Thursday, February 27, 2014

Causality and Explanation

In my first course with Dr. Ulmer, we were trying to invent an ontology of the accident as opposed to substance. One of the instructions and ideas that I will never forget is that we aren't in the business of explaining the accident, but rather that the accident EXPLAINS US (not just as individuals, but as a collective society). This is with the logic of psychoanalysis -- the externalization of a string of signifiers shows us to which signifiers we are subjected to (how our unconscious is structured/organized). So, in this case, we were not thinking about explaining history, nature, or anything external in terms of causality or tendency.

In the history section, Julien claims that Westerners too had an intuition of shi: "Montesqui, has an intuition of shi, as what he calls a 'general cause' or a 'trend'" (214). Going along with what Jake Greene said in the band presentation, we don't want a "general" cause and we are not looking for a concept or myth that would explain events. Instead, I would argue in contrast we have to look at the external world to understand ourselves and, particularly, to understand our own agency.

Greg said something very suggestive last night: We are all our own prime movers.

This directs me to Julien's more explicit philosophical claims on causality. Because we in the West were concerned with being, we posited a substance which meant that we had to explain change: hence, agency. The challenge for China is that they have to explain being or, relative stability. According to Julien, the Chinese explain that through positing nature, history (remember, although the Chinese are not speculative, they tend to be systematic) as a closed, auto-regulative system that functions through alternation.

We are looking for what Michel Serres calls a "quasi-cause," a catalyst, a parasite. A 'cause' in the sense of object cause of our desire (we will get into this more with Lacan).
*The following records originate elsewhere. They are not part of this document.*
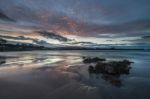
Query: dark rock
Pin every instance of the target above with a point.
(92, 60)
(111, 71)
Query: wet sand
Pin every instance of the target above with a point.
(53, 75)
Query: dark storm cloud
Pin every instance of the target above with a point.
(82, 17)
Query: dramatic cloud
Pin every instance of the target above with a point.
(107, 20)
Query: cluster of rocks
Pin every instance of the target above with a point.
(109, 70)
(113, 67)
(110, 67)
(92, 60)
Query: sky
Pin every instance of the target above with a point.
(80, 21)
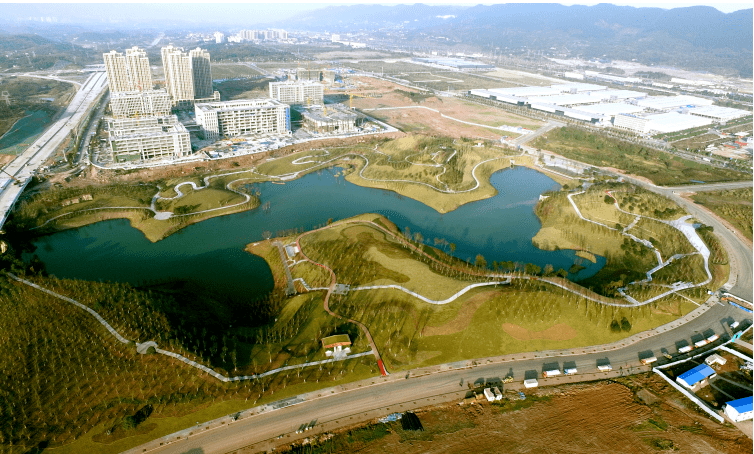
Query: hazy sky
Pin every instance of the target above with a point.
(242, 13)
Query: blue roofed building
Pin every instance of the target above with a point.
(696, 377)
(740, 409)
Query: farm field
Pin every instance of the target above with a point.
(735, 206)
(661, 168)
(646, 416)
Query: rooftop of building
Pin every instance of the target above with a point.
(239, 104)
(334, 341)
(743, 405)
(297, 82)
(697, 374)
(317, 113)
(126, 94)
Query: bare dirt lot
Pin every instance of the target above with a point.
(642, 414)
(417, 119)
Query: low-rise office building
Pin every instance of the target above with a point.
(242, 116)
(329, 119)
(134, 139)
(298, 92)
(151, 103)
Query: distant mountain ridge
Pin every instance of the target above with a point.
(694, 37)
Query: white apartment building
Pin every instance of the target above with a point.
(631, 123)
(188, 76)
(242, 116)
(333, 118)
(299, 92)
(133, 139)
(179, 76)
(201, 71)
(128, 73)
(148, 103)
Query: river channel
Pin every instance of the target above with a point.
(211, 252)
(25, 131)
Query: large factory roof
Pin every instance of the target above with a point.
(618, 94)
(578, 87)
(526, 91)
(673, 102)
(719, 113)
(673, 121)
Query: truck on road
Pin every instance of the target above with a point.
(551, 373)
(648, 360)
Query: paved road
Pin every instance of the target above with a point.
(711, 186)
(23, 167)
(739, 253)
(381, 396)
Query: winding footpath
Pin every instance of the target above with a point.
(143, 346)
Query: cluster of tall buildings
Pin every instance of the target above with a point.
(188, 76)
(142, 126)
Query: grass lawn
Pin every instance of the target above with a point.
(483, 322)
(734, 205)
(662, 168)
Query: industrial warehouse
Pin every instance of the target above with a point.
(624, 109)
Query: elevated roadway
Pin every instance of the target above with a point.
(16, 175)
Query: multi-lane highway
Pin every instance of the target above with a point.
(380, 396)
(17, 174)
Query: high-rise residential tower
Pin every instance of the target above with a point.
(188, 76)
(202, 73)
(179, 78)
(128, 73)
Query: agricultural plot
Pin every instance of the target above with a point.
(435, 79)
(644, 416)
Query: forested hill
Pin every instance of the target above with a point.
(697, 38)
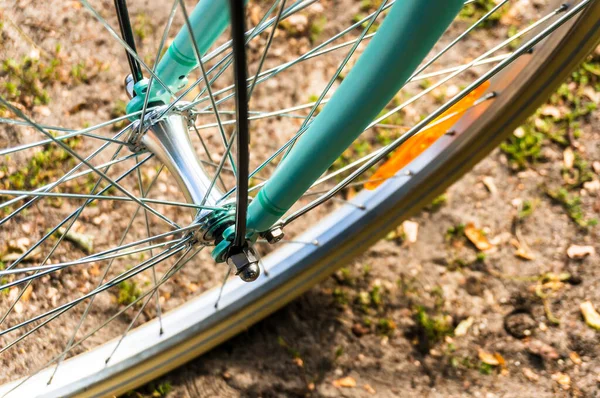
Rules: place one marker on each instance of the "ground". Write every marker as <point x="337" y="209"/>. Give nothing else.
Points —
<point x="483" y="300"/>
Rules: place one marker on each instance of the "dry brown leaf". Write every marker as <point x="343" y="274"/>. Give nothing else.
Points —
<point x="563" y="379"/>
<point x="347" y="382"/>
<point x="463" y="327"/>
<point x="524" y="254"/>
<point x="490" y="185"/>
<point x="477" y="237"/>
<point x="577" y="252"/>
<point x="27" y="293"/>
<point x="591" y="316"/>
<point x="568" y="158"/>
<point x="592" y="186"/>
<point x="369" y="389"/>
<point x="490" y="359"/>
<point x="530" y="374"/>
<point x="546" y="351"/>
<point x="411" y="230"/>
<point x="592" y="94"/>
<point x="575" y="358"/>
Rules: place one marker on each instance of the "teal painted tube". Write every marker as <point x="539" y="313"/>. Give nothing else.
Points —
<point x="406" y="36"/>
<point x="208" y="20"/>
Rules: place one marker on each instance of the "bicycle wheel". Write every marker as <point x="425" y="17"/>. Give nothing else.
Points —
<point x="562" y="37"/>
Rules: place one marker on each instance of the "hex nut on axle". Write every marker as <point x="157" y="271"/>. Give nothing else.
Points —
<point x="274" y="235"/>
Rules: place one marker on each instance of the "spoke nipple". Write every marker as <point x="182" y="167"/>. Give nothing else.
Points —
<point x="245" y="265"/>
<point x="274" y="235"/>
<point x="250" y="273"/>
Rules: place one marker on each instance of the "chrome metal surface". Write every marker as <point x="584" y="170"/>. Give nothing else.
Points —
<point x="169" y="140"/>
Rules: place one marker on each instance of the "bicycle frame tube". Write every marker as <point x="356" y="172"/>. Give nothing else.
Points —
<point x="208" y="20"/>
<point x="406" y="36"/>
<point x="403" y="40"/>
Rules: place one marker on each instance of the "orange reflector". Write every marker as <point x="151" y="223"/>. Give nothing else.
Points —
<point x="416" y="144"/>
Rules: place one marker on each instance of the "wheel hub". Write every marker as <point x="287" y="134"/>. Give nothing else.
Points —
<point x="167" y="137"/>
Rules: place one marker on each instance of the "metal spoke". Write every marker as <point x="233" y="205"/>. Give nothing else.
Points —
<point x="127" y="48"/>
<point x="274" y="71"/>
<point x="54" y="184"/>
<point x="163" y="280"/>
<point x="142" y="200"/>
<point x="459" y="38"/>
<point x="156" y="59"/>
<point x="208" y="86"/>
<point x="423" y="93"/>
<point x="60" y="224"/>
<point x="171" y="251"/>
<point x="87" y="163"/>
<point x="337" y="72"/>
<point x="105" y="273"/>
<point x="227" y="274"/>
<point x="419" y="126"/>
<point x="148" y="234"/>
<point x="227" y="60"/>
<point x="207" y="151"/>
<point x="139" y="312"/>
<point x="57" y="243"/>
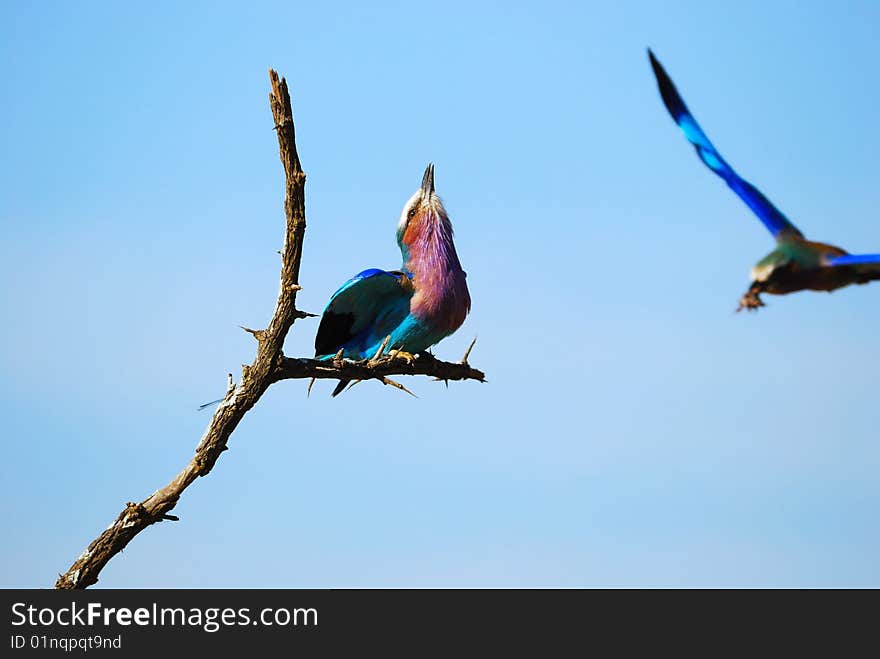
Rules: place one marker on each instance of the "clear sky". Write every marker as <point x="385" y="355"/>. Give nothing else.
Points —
<point x="634" y="430"/>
Instruction: We are not trying to explain Chinese metaphysics or Western Metaphysics or Electrate Metaphysics, because to explain them would be to locate causality in either abstract concepts, agents, and causes or internal processes of auto-regulative systems. We have to look at Electrate Metaphysics as emerging from the co-agency (quasi-agency/quasi-cause) of human beings sending their desires out into the world and getting them back in return. 

The world intimates. 

I think this instruction is close to a Chinese poetics, but instead of trying to capture the internal "spirit" or "breath of life," we want to capture the relation between the senses, desire, and the world. I recognize I might be jumping the gun or important other attempts at electrate rhetoric/metaphysics from other seminars, but I think that this is in some ways the only alternative to these literate systems of explanation. Not to eliminate cause, but to think about cause differently. Lacan will help a lot with this task.